3.) Sentence Re-ordering… ok… here we go. This one I’m actually not fond of at all. I sometimes just skip it, and it makes me sad to look at my really bad score at the end. To me, the problem isn’t the activity itself, but the number of sentences or length of the chain we have to connect. I think this could be improved by breaking the dialogue down into groups of maybe 3 or 4 sentences. After all, I feel like the point of this exercise is to recognize the cohesion of grammar, vocabulary, emphasis, or simply the language as a whole. Like the Multiple Choice suggestion, I think breaking it down to smaller groups of sentences will help communicate to the learner “these go in this order, this is why, and why it’s important you notice “X” grammar point, “X” vocabulary used, etc”.

4.) Alternate Sentence Re-ording Activity- So instead of Re-ordering multiple sentences to make a paragraph, what about re-ordering words/phrases to make a sentence? This isn’t a terribly radical/new idea of an exercise, as I’ve seen it in plenty of other books and lesson materials for multiple languages. I find this kind of exercise very helpful to identify subjects, predicates, modifiers, etc., which is sometimes challenging in Chinese as the sentences get longer and longer. I personally would prefer this option in modifying the Sentence Re-ordering section over my previous suggestion above(#3).

@HelloChinesePod (I hope that’s the correct mention for ChinesePod as a whole) I think your lesson structure is great, and the teachers are top notch. I’m coming up at the end of my first month and think I’ll re-subscribe. Keep up the great work and I look forward to what you put out next.

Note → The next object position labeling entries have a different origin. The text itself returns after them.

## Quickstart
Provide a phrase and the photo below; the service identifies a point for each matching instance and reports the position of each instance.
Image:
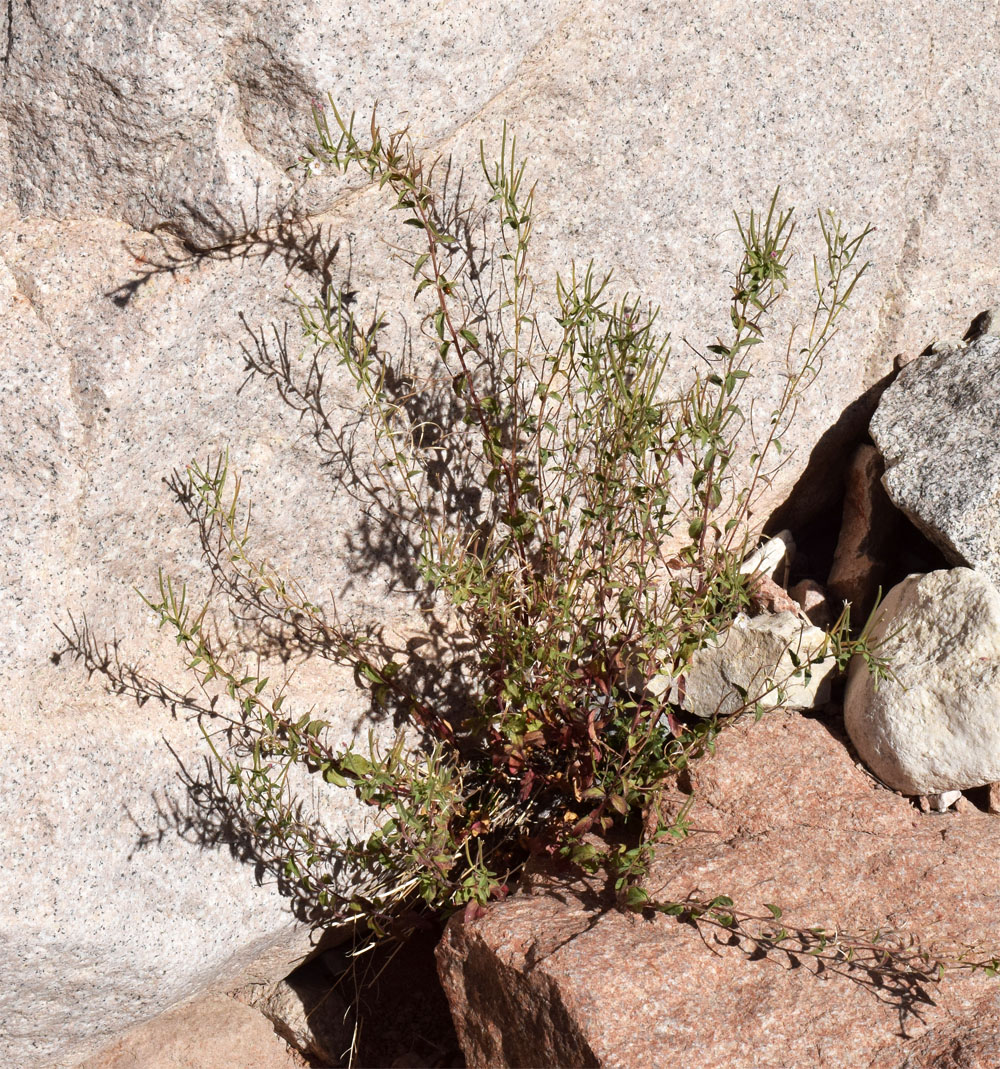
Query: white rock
(117, 370)
(771, 558)
(936, 726)
(756, 655)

Hi @FangXu it’s great to hear from you and review your suggestions for the lesson exercises. I am pretty guilty of not utilizing the lesson exercises myself but I have gone over a few and it seems like it could be a good review. I’m in the process modifying my study routine to try and add the exercises, sadly I’m not a full-time student so my study time each day is pretty limited andI have to try and find the most efficient and effective methods.

One thing that I recently started was listening to the vocab review and found that the new sentences used were a nice change since they were not from the original dialogue. It’s great that it gives you time to try to think of how the example should be said in Mandarin before they provide the correct response.

I think point 4 in FangXu’s points above is a great idea. individual sentence order is one of my biggest challenges and it would be great to get some practice where the examples are pitched specifically for the degree of lesson difficulty ie elementary examples for elementary lessons etc.